Mais cette apparente contradiction devient relative dès lors que l'on prend en compte un facteur déterminant : la famille Assad appartient au clan alaouïte, minorité chiite longtemps brimée voire persécutée en Syrie. A partir de ce simple constat, comment s'étonner que la famille Assad n'ait pas dédaigné de nouer alliance avec ce grand protecteur qu'incarne l'Iran des fondamentalistes chiites ?
Si l'on ajoute à cela le fait que le Hezbollah libanais, pro-iranien, partage non seulement avec la famille Assad ces affinités confessionnelles, mais aussi de communes préoccupations au niveau de la question palestinienne, alors la boucle est bouclée... Et le paradoxe apparent cesse d'être un mystère. Ces alliances de la Syrie de Bachar Al-Assad avec l'Iran et le Hezbollah relèvent donc bien davantage de considérations d'ordre religieux et stratégique (voire géostratégique) que de facteurs purement politiques, que l'on serait bien en peine de trouver.

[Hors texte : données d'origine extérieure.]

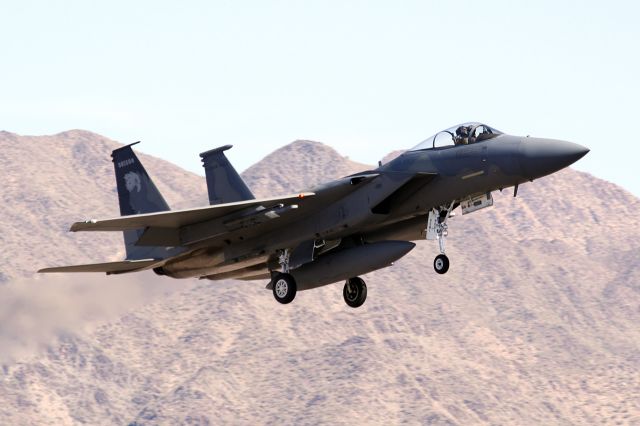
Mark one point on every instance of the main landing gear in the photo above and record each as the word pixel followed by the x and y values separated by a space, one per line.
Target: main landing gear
pixel 284 285
pixel 355 292
pixel 437 228
pixel 285 288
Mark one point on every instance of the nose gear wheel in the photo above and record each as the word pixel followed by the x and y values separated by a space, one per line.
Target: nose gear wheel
pixel 355 292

Nous venons donc de voir ce qui, d'une part, explique la cause réelle de ces alliances, et ce qui, d'autre part, fait apparaître aux yeux de certains l'Iran comme un bastion de la résistance à l'axe américano-sioniste et au Nouvel Ordre Mondial. Le dogme semble aujourd'hui si fermement établi que quiconque ose émettre la moindre critique à l'encontre du régime iranien ou de ses sous-fifres du Hezbollah suscite immédiatement une levée de boucliers généralisée, et subit aussitôt les foudres des tenants de ce qu'il faut bien nommer une sorte de nouvelle « bien pensance », fustigé de toutes parts par ceux-là mêmes qui, bien souvent, s'étaient élevés contre l'agression menée contre la Jamahiriya libyenne. Car enfin, comment peut-on oser s'en prendre à la nouvelle Mecque de l'anti-impérialisme et de l'anti-sionisme que semble être devenu Téhéran, aux yeux de certains ? Comment peut-on oser s'en prendre à un pays qui figure en bonne place sur la liste de ceux qui risquent d'être prochainement agressés à leur tour ? N'est-ce pas là jouer le jeu de Washington et de Jérusalem ?... A ces objections, nous répondrons assurément NON, et ceci avec la plus inébranlable des déterminations.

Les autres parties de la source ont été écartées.